Presentación del historiador Enrique Florescano, durante el acto en que la Universidad Veracruzana le otorgó el Doctorado Honoris Causa.
Enrique Florescano es nueve años y un día mayor que quien les habla: nació el 8 de julio de 1937 en San Juan de Coscomatepec, estado de Veracruz. Lo conocí en el año de 1969 durante los cursos del doctorado en Historia de El Colegio de México, donde él era maestro de oficio y yo estudiante de ocasión. Vestía con elegancia aristocrática, usaba una barbita luciferina y abría en cada clase una ancha ventana por dónde mirar hacia las alamedas de la histo-riografía francesa.

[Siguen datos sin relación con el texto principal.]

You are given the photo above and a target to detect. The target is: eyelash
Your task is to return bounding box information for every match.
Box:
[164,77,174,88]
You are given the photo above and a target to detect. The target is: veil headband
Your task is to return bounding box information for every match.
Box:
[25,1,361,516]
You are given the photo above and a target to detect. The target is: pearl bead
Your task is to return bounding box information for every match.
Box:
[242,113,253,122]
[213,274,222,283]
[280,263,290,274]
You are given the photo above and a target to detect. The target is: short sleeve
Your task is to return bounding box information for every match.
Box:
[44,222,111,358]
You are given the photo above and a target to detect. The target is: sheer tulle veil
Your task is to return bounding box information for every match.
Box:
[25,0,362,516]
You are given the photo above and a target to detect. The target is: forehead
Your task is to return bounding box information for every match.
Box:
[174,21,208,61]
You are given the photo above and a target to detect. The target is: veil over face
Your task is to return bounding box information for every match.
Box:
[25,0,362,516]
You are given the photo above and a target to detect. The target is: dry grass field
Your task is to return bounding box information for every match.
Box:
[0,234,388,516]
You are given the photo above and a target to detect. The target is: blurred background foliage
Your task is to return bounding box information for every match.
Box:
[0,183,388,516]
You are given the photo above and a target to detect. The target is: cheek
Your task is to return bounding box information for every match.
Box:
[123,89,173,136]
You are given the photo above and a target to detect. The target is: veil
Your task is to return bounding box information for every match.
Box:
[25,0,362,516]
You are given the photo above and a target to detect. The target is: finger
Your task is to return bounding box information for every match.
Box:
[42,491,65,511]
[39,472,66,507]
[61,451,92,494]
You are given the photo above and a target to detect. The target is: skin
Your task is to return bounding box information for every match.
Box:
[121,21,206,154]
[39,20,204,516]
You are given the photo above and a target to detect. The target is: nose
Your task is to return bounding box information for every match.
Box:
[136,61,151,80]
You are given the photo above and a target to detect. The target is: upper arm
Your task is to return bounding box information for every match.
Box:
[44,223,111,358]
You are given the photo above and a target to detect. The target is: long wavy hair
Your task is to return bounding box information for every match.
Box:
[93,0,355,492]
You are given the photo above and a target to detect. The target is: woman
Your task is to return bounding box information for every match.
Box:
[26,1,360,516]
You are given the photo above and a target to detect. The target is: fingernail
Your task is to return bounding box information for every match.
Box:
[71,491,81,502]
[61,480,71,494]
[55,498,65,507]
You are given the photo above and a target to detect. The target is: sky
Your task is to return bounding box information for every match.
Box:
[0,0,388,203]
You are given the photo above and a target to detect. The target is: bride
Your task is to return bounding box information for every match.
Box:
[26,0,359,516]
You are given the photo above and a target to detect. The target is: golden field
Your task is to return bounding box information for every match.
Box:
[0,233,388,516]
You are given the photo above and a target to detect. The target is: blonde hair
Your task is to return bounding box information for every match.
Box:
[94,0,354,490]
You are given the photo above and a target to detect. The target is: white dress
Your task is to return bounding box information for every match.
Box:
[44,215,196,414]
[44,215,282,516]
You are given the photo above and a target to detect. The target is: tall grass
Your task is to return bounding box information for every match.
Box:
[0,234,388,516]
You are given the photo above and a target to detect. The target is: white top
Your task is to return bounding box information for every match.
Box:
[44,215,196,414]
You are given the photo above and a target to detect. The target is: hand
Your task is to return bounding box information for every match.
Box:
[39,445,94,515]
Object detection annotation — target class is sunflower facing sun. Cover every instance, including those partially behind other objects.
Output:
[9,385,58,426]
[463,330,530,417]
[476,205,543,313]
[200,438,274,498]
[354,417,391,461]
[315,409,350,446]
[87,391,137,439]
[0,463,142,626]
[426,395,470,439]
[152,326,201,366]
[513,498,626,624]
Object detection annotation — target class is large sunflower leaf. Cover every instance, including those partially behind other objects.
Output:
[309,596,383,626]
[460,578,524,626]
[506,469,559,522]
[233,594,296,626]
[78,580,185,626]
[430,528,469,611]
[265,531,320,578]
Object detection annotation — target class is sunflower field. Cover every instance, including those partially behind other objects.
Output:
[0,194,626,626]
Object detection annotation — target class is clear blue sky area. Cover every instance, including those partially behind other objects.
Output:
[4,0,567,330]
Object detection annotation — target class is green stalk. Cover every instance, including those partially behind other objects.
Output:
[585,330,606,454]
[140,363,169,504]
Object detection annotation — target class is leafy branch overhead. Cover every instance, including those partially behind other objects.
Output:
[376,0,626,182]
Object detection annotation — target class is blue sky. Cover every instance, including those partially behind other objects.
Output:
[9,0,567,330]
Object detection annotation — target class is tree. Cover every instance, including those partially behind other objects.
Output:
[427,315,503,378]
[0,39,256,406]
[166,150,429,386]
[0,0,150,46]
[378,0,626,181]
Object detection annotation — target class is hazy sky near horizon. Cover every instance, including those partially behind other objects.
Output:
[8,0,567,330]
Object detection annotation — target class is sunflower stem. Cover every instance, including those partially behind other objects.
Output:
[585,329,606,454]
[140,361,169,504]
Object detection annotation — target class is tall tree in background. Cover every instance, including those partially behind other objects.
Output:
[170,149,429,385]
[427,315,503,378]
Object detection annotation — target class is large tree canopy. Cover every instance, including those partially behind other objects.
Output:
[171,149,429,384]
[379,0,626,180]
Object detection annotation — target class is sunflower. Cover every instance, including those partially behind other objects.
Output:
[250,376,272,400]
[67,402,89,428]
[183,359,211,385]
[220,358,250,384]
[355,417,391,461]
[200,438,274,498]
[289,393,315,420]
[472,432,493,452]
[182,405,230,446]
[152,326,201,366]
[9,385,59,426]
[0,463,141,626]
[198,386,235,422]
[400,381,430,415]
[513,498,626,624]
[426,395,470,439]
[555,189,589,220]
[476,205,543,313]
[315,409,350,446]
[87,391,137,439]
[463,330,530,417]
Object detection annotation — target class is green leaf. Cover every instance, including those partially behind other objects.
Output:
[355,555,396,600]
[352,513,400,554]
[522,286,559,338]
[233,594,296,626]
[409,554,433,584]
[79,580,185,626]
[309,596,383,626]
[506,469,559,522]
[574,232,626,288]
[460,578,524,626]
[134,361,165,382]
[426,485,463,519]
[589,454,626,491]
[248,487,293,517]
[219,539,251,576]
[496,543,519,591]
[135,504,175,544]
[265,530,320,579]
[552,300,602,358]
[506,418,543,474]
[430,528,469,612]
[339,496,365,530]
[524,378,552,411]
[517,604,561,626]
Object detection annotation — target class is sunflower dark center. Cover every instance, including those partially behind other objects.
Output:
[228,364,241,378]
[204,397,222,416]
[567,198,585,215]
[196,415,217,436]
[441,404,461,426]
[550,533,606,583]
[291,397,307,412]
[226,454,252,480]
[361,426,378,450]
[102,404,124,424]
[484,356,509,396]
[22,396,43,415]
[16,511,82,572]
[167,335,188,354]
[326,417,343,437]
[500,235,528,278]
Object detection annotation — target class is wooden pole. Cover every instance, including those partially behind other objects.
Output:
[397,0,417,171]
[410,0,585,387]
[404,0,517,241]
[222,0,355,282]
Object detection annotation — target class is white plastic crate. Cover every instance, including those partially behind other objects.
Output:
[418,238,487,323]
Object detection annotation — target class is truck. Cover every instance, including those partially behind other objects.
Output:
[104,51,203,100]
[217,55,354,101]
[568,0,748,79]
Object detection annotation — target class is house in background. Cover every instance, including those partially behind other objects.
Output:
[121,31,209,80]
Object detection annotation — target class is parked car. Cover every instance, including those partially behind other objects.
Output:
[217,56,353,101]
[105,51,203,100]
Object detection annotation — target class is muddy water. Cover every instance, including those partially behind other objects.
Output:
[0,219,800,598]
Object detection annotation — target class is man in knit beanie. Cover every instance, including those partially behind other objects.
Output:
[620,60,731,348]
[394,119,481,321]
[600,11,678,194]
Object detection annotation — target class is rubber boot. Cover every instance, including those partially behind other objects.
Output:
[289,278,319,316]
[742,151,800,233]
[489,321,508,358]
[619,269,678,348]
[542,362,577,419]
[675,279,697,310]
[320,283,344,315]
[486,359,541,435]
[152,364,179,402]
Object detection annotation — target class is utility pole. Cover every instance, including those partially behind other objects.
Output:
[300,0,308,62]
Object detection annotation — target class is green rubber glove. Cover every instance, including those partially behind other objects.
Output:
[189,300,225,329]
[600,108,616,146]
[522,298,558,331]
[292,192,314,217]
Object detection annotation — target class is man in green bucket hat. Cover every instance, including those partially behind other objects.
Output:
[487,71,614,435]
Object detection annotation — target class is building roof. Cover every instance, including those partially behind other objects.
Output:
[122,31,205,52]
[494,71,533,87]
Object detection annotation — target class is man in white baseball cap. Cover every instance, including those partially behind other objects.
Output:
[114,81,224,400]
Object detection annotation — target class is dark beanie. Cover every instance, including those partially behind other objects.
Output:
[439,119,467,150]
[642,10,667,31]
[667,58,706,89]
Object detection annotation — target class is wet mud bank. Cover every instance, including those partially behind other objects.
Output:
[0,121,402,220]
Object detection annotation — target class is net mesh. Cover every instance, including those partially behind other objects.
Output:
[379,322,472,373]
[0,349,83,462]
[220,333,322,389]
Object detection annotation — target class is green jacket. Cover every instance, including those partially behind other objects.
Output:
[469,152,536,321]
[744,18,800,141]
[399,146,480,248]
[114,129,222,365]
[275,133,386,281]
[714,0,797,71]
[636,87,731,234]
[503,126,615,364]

Había obtenido su doctorado en París con una investigación que sigue siendo única dentro de la historia mexicana: una historia de los precios del maíz, cuyo vaivén calamitoso, dictado por los ciclos naturales y por la manipulación de los acaparadores, echaba una extraña y potente luz sobre la sociedad colonial, y sobre los desarreglos que precipitaron la independencia de México.
En un medio académico un tanto anticuario, donde el único flechador de empresas grandes parecía ser don Daniel Cosío Villegas, Florescano era todo ebullición y proyectos. Tenía el impulso de fundar cosas y el demonio personal de la innovación. Quería ventilar la casona, abrirla a otros mundos, moverla hacia la exploración de nuevos temas, nuevos métodos, nuevas obsesiones que implantar en la conciencia de los historiadores de México.
Sus colegas lo miraban con escándalo e ironía, sus alumnos con un interés natural por la juventud invitadora de su estilo. No bien asumió la dirección de la revista Historia mexicana, que editaba el Centro de Estudios Históricos, puso a sus alumnos a escribir reseñas de libros que habían escrito los maestros, y nos hizo debutar a varios como autores ya hechos en aquel modesto templo meritocrático a cuyas puertas tocaban por años historiadores maduros para que les aceptaran un artículo.
Había en Florescano una confianza temeraria en las nuevas generaciones. No miraba hacia atrás en busca de las enseñanzas de la historia, sino hacia adelante en busca de los historiadores que habrían de cambiar nuestra manera de mirar y enseñar la historia. Quería sacar la historia del claustro y llevarla a la plaza pública no en el sentido de vulgarizarla, sino de hacerla parte de la reflexión sobre el rumbo deseable del país.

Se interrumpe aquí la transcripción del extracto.